NEW YORK (Reuters) – Oil prices fell for a second day on Friday, retreating further from recent highs as Texas energy companies began preparations to restart oil and gas fields shuttered by freezing weather.

Brent crude futures were down 33 cents, or 0.5%, at $63.60 a barrel by 11:06 a.m. (1606 GMT) U.S. West Texas Intermediate (WTI) crude futures fell 60 cents, or 1%, to $59.92.

This week, both benchmarks had climbed to the highest in more than a year.

“Price pullback thus far appears corrective and is slight within the context of this month’s major upside price acceleration,” said Jim Ritterbusch, president of Ritterbusch and Associates.

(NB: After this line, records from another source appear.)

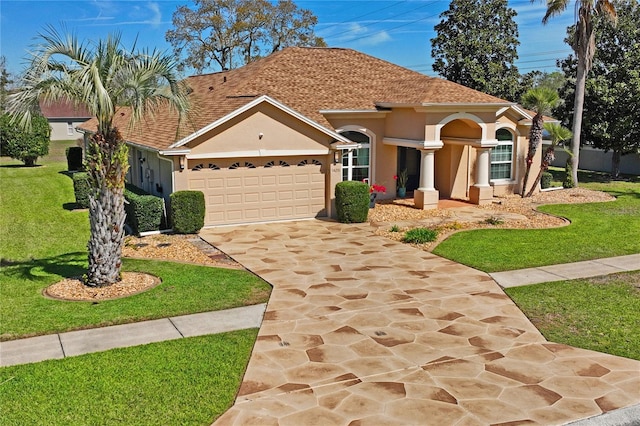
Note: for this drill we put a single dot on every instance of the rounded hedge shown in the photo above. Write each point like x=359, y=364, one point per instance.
x=187, y=211
x=545, y=180
x=81, y=189
x=352, y=202
x=74, y=158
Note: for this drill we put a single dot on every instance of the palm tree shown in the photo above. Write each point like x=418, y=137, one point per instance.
x=110, y=82
x=584, y=46
x=541, y=100
x=558, y=134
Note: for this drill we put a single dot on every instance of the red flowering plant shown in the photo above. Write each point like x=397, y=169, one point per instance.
x=375, y=188
x=401, y=179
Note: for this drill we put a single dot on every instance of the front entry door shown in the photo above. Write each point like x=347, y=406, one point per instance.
x=409, y=158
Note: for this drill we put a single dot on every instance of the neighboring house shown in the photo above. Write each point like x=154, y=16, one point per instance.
x=63, y=118
x=269, y=141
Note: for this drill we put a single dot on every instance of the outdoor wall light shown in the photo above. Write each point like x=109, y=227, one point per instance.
x=337, y=156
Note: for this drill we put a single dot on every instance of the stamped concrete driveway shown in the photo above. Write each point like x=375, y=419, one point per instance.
x=361, y=330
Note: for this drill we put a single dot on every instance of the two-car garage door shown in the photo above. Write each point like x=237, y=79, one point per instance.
x=259, y=190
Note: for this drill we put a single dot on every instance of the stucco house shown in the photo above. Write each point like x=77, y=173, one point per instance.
x=63, y=118
x=269, y=141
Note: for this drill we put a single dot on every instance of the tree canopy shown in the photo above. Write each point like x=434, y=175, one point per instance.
x=476, y=46
x=611, y=109
x=224, y=34
x=107, y=79
x=583, y=43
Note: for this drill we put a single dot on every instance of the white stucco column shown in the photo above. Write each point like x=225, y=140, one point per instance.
x=426, y=196
x=427, y=169
x=482, y=192
x=483, y=164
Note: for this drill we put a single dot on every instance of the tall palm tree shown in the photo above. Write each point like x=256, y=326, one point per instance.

Unusually cold weather in Texas and the Plains states curtailed up to 4 million barrels per day (bpd) of crude production and 21 billion cubic feet of natural gas, analysts estimated.

Texas refiners halted about a fifth of the nation’s oil processing amid power outages and severe cold.

Companies were expected to prepare for production restarts on Friday as electric power and water services slowly resume, sources said.

“While much of the selling relates to a gradual resumption of power in the Gulf coast region ahead of a significant temperature warmup, the magnitude of this week’s loss of supply may require further discounting given much uncertainty regarding the extent and possible duration of lost output,” Ritterbusch said.

Oil fell despite a surprise drop in U.S. crude stockpiles in the week to Feb. 12, before the big freeze. Inventories fell by 7.3 million barrels to 461.8 million barrels, their lowest since March, the Energy Information Administration reported on Thursday. [EIA/S]

The United States on Thursday said it was ready to talk to Iran about returning to a 2015 agreement that aimed to prevent Tehran from acquiring nuclear weapons. Still, analysts did not expect near-term reversal of sanctions on Iran that were imposed by the previous U.S. administration.

“This breakthrough increases the probability that we may see Iran returning to the oil market soon, although there is much to be discussed and a new deal will not be a carbon-copy of the 2015 nuclear deal,” said StoneX analyst Kevin Solomon.